Tezkorci, “Musul’u Türkiye’nin bir parçası yapma fikri, son 30 yıldır Türk siyasetinde tutarlı bir tema olmuştur” dedi. “Türkiye, 1924’te kurulan Brüksel Hattı’nın kalıcı sınır haline geldiği 1926 Ankara Antlaşması’na kadar Musul eyaleti üzerinde hak iddia ediyordu.”
Erbil ve Kerkük’teki büyük Türkmen azınlığı da bazı Türk politikacıları bu şehirlerin Türkiye’ye ilhak edilmesi çağrısında bulunmaya sevk etti.

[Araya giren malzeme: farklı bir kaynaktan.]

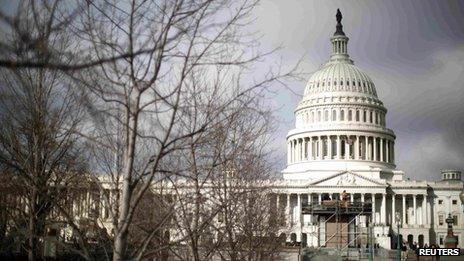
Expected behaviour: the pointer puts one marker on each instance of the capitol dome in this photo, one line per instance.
(340, 122)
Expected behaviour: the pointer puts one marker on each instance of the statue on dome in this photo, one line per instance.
(339, 24)
(339, 16)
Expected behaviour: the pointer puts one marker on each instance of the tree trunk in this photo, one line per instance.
(120, 242)
(32, 227)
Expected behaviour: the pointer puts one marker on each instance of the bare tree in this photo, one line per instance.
(40, 117)
(49, 17)
(154, 112)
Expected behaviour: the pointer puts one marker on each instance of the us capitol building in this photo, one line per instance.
(341, 143)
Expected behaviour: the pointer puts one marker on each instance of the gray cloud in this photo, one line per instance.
(414, 52)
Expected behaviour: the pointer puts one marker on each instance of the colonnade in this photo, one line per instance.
(354, 147)
(415, 217)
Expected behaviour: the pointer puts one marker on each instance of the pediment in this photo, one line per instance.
(347, 179)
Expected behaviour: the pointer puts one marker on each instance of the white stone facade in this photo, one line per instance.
(341, 142)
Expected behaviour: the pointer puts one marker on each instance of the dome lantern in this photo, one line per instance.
(339, 42)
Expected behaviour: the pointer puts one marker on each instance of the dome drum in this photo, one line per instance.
(340, 122)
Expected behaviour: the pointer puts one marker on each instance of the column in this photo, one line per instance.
(305, 154)
(310, 200)
(298, 202)
(291, 151)
(393, 152)
(393, 216)
(403, 221)
(287, 210)
(387, 151)
(383, 211)
(289, 148)
(278, 205)
(329, 147)
(347, 148)
(301, 151)
(381, 149)
(429, 214)
(424, 211)
(366, 155)
(373, 209)
(310, 154)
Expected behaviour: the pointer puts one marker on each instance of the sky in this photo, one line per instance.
(412, 50)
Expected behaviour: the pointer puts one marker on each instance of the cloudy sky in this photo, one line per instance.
(413, 51)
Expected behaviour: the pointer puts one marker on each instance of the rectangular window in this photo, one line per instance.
(440, 220)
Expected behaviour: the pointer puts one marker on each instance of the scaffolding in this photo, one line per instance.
(337, 223)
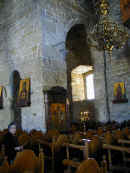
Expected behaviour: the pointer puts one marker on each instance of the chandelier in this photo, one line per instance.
(108, 34)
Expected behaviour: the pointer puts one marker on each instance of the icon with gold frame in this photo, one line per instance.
(119, 93)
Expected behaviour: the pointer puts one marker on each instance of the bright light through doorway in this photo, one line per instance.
(90, 86)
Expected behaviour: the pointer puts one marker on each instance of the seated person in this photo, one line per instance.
(10, 143)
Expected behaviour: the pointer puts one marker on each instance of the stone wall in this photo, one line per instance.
(33, 37)
(33, 42)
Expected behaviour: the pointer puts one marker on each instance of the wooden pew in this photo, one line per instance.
(116, 148)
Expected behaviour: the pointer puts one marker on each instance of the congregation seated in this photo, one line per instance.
(53, 143)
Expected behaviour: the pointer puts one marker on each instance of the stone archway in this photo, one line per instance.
(78, 54)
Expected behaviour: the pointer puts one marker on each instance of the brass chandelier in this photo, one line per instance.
(108, 34)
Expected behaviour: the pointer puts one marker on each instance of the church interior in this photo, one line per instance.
(64, 86)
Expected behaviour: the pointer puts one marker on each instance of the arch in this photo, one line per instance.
(78, 54)
(72, 23)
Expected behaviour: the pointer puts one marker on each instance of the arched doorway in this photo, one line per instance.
(79, 62)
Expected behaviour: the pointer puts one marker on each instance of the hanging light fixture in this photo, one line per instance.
(108, 34)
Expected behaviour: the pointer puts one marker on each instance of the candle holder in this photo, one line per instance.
(84, 117)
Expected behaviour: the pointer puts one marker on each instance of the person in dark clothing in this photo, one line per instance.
(10, 143)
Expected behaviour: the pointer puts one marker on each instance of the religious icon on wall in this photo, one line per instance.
(125, 11)
(1, 96)
(23, 98)
(57, 111)
(119, 93)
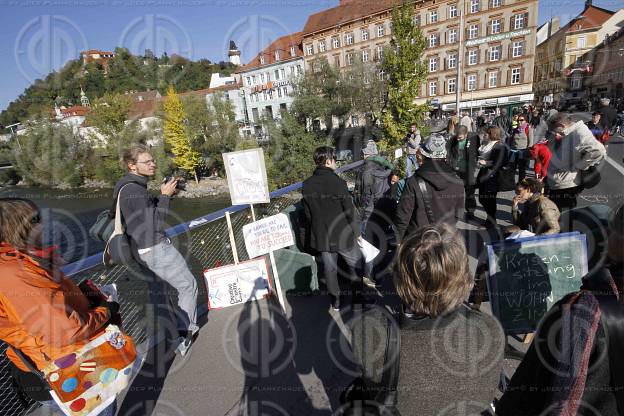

Ancak Tezkor, bu tür bir çağrıyı bu politikacılar adına “aldatma ve yaygara” olarak nitelendirdi.
Dünya siyasetinde köklü bir değişiklik olana kadar Türkiye’nin Irak Kürdistanı’nı kontrol etme niyeti ve yeteneği yoktur.
Paul Edon, Erbil, Irak Kürdistanı’nda yaşayan serbest gazeteci ve Ortadoğu meseleleri üzerine yazıyor.